Is there reason to believe that the four persons with mean 260 mg/dL were sampled from another population with higher population mean?

Solution

\[\bar X = \frac{1}{4}\sum_{i=1}^4 X_i \\ X_i \sim N(\mu, \sigma) \\ \bar X \sim N\left(\mu, \frac{\sigma}{\sqrt{n}}\right) = N(202, 20) \]
0.0019
Yes

Exercise 6 (Amount of active substance) The amount of active substance in a pill is stated by the manufacturer to be normally distributed with mean 12 mg and standard deviation 0.5 mg. You take a sample of five pills and measure the amount of active substance to; 13.0, 12.3, 12.6, 12.5, 12.7 mg.
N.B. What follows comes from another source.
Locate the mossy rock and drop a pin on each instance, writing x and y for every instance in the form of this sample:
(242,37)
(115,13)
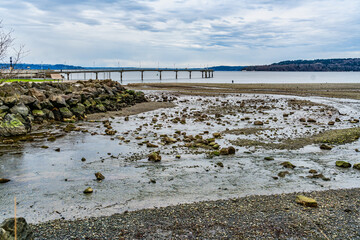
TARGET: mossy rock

[Note: a-c were already computed in the descriptive statistics session.]

Compute the sample mean
Compute the sample variance
Compute the sample standard deviation
compute the standard error of mean, \(SEM\).
If the manufacturers claim is correct, what is the probability to see a sample mean as high as in a) or higher?

Answer

12.62
0.067
0.26
0.22
0.0028
Sample mean

Solution

x <- c(13.0, 12.3, 12.6, 12.5, 12.7)
n <- length(x)
(m <- sum(x)/n)

[1] 12.62

Sample variance

[1] 0.067

Sample standard deviation

[1] 0.2588436

Standard error of mean, SEM

[1] 0.2236068

Note, here the known standard deviation, \(\sigma=0.5\) is used.